En matière de développement de l'activité, il me semble que nous avons su investir : nous sommes allés chercher d'autres marchés. Par ailleurs, se pose la question des financements au sujet desquels le rapport préconise l'ouverture à des capitaux. La FNUJA soutient depuis de nombreuses années cette proposition dans des conditions strictement encadrées. Cette mesure a été votée en assemblée générale lors de la dernière mandature du CNB. S'il faut aller dans ce sens, il existe également d'autres moyens comme l'apport d'affaires. C'est l'occasion pour la profession d'obtenir des ressources supplémentaires.

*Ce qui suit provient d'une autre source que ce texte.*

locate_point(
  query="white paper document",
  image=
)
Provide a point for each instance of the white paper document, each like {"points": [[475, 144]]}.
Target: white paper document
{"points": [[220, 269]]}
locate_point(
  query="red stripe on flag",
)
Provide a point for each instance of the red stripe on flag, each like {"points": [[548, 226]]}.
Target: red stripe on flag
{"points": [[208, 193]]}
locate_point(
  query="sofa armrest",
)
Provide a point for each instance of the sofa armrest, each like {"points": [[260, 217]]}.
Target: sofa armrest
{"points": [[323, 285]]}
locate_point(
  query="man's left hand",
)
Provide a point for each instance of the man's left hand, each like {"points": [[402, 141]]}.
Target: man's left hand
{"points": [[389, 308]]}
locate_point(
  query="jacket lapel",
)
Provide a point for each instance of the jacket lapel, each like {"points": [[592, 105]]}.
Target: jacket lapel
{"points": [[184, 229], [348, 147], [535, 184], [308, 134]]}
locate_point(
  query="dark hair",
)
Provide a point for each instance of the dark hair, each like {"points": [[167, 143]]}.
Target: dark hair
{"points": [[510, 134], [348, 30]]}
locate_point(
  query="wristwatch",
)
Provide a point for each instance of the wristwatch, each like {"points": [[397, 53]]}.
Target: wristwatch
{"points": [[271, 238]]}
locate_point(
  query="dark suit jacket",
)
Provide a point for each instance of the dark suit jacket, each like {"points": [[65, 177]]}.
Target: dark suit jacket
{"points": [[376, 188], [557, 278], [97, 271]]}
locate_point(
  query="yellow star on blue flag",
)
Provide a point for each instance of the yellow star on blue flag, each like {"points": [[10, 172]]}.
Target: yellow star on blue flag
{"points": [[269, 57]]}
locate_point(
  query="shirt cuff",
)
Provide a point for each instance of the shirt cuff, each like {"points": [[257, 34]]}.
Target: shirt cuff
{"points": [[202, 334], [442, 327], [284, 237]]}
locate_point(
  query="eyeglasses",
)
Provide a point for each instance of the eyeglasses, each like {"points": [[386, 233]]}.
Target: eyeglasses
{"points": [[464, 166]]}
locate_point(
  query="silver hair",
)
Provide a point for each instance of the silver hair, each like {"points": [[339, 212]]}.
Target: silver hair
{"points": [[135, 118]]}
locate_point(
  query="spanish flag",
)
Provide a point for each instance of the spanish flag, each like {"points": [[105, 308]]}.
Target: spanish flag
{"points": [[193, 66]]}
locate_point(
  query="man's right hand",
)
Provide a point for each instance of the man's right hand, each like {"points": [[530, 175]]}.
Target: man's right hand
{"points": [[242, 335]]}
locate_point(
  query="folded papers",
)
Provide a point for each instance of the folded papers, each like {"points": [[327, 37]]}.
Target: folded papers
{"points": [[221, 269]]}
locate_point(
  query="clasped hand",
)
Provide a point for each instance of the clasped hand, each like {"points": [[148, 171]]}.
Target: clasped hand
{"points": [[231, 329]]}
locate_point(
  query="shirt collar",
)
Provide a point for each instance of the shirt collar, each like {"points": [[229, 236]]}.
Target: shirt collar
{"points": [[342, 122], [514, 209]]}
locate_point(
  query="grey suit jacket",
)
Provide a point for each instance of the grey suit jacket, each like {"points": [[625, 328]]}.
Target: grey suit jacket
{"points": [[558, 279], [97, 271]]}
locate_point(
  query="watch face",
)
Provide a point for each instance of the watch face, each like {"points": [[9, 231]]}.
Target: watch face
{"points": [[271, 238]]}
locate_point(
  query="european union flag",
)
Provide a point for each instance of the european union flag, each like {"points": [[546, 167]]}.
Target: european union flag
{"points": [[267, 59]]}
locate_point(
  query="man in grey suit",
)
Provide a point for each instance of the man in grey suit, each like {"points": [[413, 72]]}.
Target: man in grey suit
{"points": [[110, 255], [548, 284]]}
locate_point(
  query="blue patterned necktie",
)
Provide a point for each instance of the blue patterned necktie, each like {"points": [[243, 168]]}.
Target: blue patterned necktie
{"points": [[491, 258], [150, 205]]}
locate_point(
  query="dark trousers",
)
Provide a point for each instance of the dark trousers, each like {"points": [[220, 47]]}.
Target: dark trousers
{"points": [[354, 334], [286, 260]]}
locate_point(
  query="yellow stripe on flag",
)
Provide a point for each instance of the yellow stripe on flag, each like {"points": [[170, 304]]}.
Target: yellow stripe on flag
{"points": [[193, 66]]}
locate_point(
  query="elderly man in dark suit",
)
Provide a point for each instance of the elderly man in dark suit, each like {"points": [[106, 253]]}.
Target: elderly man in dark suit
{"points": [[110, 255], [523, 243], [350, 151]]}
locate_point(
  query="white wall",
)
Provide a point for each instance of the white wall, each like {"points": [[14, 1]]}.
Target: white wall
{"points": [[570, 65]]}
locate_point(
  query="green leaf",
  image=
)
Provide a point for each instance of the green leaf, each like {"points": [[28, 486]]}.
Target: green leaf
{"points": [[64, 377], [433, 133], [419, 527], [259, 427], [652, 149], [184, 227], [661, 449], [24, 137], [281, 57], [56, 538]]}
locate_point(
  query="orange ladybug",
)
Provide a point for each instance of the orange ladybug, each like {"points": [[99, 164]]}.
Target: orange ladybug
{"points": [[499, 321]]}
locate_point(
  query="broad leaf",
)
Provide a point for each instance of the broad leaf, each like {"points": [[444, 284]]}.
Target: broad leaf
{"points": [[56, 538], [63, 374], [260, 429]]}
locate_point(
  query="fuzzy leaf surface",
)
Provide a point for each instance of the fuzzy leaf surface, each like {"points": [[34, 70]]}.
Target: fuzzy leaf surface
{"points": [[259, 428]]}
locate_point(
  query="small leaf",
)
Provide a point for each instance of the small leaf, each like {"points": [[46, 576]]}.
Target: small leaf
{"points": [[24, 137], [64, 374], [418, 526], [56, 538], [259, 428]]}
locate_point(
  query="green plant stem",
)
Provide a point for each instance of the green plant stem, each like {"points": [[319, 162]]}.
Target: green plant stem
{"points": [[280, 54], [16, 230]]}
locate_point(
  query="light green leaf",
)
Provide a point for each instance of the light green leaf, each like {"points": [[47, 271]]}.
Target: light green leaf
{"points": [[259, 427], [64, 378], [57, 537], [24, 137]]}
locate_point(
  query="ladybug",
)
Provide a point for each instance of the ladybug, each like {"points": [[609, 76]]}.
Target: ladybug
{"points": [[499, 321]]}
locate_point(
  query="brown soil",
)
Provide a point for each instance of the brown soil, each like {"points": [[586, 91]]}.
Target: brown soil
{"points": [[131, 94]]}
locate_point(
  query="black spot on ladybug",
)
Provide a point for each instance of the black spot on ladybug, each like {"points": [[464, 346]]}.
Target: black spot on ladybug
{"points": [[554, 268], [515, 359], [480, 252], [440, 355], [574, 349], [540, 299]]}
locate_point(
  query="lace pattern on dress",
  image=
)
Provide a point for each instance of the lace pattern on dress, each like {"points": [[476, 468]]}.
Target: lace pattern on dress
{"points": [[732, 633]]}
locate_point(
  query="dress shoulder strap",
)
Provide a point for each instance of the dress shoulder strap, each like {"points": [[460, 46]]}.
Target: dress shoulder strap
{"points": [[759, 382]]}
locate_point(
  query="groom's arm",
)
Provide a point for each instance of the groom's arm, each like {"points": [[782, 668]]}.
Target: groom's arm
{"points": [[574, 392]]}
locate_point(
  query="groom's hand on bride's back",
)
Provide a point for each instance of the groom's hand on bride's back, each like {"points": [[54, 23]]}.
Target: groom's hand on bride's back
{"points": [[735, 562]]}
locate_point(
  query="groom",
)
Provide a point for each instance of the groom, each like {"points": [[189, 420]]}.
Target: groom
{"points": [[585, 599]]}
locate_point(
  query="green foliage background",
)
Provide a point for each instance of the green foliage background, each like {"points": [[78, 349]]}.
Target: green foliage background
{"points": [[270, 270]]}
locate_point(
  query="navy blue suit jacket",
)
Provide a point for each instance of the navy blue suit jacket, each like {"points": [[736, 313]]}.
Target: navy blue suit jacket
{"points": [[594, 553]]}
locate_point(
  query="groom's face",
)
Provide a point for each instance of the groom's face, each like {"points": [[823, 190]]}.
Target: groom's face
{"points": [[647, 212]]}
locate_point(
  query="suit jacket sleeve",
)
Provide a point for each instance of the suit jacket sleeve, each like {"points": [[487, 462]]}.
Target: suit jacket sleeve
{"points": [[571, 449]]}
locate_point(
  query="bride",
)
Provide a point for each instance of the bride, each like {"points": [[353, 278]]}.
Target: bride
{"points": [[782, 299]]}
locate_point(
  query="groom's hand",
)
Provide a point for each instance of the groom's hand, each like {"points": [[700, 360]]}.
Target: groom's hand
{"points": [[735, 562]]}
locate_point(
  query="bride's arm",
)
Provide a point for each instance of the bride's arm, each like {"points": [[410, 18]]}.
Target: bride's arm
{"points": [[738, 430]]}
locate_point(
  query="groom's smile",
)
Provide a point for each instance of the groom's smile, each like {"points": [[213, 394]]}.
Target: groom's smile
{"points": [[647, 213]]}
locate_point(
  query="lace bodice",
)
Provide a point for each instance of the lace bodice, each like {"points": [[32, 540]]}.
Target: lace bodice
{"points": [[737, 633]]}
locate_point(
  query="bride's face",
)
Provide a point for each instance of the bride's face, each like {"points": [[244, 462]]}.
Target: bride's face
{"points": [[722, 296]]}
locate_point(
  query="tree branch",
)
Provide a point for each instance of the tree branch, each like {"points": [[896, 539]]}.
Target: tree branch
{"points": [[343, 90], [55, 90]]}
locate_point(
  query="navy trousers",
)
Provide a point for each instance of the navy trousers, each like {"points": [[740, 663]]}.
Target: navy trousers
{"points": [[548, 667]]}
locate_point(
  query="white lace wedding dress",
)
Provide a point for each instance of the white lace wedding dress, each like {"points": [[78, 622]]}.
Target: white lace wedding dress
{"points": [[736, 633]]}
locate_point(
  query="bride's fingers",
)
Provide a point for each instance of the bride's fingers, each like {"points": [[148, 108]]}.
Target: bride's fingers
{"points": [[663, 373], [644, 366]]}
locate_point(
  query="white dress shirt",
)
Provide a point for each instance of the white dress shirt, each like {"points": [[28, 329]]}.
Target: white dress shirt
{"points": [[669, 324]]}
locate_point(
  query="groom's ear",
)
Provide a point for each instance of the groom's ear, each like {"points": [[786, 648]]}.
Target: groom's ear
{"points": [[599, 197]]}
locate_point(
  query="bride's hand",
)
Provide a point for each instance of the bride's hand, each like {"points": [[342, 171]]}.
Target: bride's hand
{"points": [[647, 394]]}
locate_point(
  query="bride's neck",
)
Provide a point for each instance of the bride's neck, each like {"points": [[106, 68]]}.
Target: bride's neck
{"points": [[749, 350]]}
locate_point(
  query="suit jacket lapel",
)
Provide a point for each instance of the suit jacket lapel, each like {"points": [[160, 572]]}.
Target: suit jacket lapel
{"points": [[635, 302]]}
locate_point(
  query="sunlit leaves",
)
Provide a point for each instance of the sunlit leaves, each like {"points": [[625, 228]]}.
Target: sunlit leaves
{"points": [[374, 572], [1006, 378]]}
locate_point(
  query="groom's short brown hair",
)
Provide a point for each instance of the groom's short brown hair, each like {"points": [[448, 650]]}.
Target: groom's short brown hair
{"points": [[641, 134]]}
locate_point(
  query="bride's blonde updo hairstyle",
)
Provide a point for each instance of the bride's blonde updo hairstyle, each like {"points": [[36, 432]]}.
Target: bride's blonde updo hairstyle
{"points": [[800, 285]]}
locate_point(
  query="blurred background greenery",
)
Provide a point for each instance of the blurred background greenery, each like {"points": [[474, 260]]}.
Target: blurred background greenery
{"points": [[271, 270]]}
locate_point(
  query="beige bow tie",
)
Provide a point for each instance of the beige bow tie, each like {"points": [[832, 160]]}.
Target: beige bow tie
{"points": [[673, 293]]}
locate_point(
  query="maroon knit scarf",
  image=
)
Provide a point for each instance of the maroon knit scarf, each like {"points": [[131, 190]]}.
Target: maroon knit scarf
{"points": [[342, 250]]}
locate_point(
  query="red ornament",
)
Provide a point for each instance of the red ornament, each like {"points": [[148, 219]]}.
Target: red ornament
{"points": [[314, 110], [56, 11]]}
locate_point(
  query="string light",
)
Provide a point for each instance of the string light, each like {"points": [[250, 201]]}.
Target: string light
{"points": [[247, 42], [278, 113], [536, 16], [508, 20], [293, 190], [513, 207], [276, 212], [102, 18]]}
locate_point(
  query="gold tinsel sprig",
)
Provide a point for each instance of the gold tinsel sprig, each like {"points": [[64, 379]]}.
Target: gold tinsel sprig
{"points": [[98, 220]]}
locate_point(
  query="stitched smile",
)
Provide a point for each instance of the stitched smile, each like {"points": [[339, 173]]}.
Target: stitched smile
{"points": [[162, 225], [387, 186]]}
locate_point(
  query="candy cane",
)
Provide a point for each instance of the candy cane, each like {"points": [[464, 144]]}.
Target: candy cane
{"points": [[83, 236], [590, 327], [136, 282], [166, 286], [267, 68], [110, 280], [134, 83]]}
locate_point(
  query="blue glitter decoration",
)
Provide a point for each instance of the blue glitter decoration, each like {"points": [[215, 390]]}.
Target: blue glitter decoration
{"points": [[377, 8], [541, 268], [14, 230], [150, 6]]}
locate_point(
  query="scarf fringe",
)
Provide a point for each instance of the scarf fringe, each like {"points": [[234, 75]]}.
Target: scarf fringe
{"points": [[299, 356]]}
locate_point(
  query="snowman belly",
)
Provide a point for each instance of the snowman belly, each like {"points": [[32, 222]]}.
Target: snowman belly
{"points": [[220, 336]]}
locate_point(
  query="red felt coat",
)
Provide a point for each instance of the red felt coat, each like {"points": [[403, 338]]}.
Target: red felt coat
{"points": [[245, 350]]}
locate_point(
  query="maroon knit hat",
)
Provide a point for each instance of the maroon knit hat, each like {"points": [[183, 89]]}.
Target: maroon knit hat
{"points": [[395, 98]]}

Un point extrêmement important, pourtant non repris dans le rapport Perben, est celui du maillage territorial - la FNUJA y est extrêmement attachée. Nous sommes, aujourd'hui, en mesure d'assurer un service de qualité aux justiciables, car nous sommes à côté d'eux. Nos clients ont besoin d'avocats à proximité. Pour maintenir la vie des barreaux, il faut maintenir celle des juridictions. Moins il y aura de juridictions, plus loin les justiciables auront à se déplacer. L'accès de proximité au droit nous paraît donc un élément primordial.
Nous partageons les inquiétudes du syndicat des avocats de France quant à l'intervention croissante des pouvoirs publics, notamment en matière de formation des avocats. Nous sommes très attachés aux prérogatives du CNB et au fait que la profession gère la formation.